Thanks for any info!


----------



## MegaCress (Nov 25, 2013)

anyone?


----------



## Liam(at)Large (Sep 2, 2012)

What sort of work do you do?


----------



## MegaCress (Nov 25, 2013)

I have experience in just normal bar and retail work so I dont think it would be a problem to get a job if i went on a Working holiday visa. 
I am currently getting experience working within human resources and maybe some marketing.


----------



## Liam(at)Large (Sep 2, 2012)

The WHV is obviously no problem to get you to Canada and for sure there is bar work aplenty. However, without NOC skilled work experience it will be near to impossible to stay beyond your WHV. Note, its often difficult to find skilled employment on WHV as most employers are hesitant to invest in an employee with a known expiry date.


----------



## MegaCress (Nov 25, 2013)

what classes as skilled work experience?


----------



## Liam(at)Large (Sep 2, 2012)

Skilled work experience means:

Managerial jobs (NOC skill type 0)
Professional jobs (NOC skill type A)
Technical jobs and skilled trades (NOC skill type B)

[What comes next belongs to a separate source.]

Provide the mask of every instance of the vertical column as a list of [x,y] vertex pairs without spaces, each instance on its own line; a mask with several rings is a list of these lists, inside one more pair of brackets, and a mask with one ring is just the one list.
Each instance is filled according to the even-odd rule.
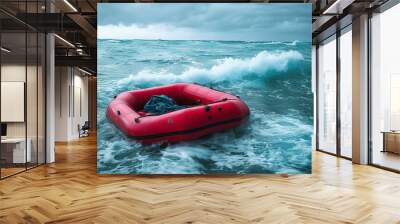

Welcome to the National Occupational Classification 2011

You must have at least 12 months of full-time, or an equal amount in part-time, skilled work experience. Full-time work means at least 30 hours of paid work per week.

Alternately, you'd need an employer willing to apply for a Labour Market Option (LMO) to employ you as a foreign worker, but, they have to prove there are no suitable candidates already in Canada.


----------



## MegaCress (Nov 25, 2013)

thankyou, 

one last question! 

So if I was to go out to canada on a WH visa and somehow managed get a job for 2 years and have enough work experience would i then be qualified to apply to become a citizen?

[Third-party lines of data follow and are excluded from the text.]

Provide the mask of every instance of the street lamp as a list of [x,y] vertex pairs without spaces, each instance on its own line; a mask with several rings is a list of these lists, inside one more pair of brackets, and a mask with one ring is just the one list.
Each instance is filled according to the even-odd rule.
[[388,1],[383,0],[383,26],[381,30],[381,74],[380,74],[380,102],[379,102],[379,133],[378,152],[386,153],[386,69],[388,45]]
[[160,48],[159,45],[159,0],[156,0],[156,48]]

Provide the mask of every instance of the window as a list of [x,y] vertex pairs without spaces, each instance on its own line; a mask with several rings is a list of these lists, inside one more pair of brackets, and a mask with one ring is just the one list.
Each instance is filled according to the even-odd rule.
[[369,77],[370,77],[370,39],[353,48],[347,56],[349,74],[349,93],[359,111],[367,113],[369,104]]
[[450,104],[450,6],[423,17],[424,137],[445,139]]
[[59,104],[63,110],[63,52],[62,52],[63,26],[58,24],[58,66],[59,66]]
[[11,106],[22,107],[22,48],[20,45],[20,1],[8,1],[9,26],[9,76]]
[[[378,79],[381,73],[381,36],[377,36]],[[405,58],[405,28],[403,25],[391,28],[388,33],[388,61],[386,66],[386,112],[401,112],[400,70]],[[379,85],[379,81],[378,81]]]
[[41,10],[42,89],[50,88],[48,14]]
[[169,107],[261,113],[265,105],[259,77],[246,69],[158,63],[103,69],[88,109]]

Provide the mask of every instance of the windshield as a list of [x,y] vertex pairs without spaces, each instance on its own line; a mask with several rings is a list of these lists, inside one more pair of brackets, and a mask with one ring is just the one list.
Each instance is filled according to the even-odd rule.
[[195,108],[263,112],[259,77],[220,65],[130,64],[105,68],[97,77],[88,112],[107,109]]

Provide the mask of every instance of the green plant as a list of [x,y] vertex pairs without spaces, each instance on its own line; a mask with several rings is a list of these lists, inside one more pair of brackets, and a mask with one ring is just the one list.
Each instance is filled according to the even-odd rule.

sorry if my questions seem 'dumb' but everything seems awfully confusing!


----------



## Liam(at)Large (Sep 2, 2012)

MegaCress said:


> thankyou,
> 
> one last question!
> 
> ...


No, you would be able to apply for Permanent Residence if you were able to do the above.


----------



## GRETZKY427 (Jan 5, 2013)

Liam(at)Large said:


> Skilled work experience means:
> 
> Managerial jobs (NOC skill type 0)
> Professional jobs (NOC skill type A)
> ...


So is it this "Managerial jobs (NOC skill type 0)
Professional jobs (NOC skill type A)
Technical jobs and skilled trades (NOC skill type B)

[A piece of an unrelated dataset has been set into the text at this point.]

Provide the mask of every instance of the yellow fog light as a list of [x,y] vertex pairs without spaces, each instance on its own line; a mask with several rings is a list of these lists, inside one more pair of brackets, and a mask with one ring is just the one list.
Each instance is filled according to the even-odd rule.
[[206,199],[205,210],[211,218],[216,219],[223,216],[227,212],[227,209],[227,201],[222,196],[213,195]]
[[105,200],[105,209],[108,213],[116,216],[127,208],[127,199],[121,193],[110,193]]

Welcome to the National Occupational Classification 2011

You must have at least 12 months of full-time, or an equal amount in part-time, skilled work experience. Full-time work means at least 30 hours of paid work per week"

OR THIS

"Alternately, you'd need an employer willing to apply for a Labour Market Option (LMO) to employ you as a foreign worker, but, they have to prove there are no suitable candidates already in Canada"

And is the at least 12mths experience in the field for in canada or your home country when applying for a skill visa?

Both my wife and i are in Type B with 4yrs and 9yrs experience respecively.


----------



## Liam(at)Large (Sep 2, 2012)

GRETZKY427 said:


> So is it this "Managerial jobs (NOC skill type 0)
> Professional jobs (NOC skill type A)
> Technical jobs and skilled trades (NOC skill type B)
> 
> ...


It's either or.

The work experience, for CEC, is within Canada.


----------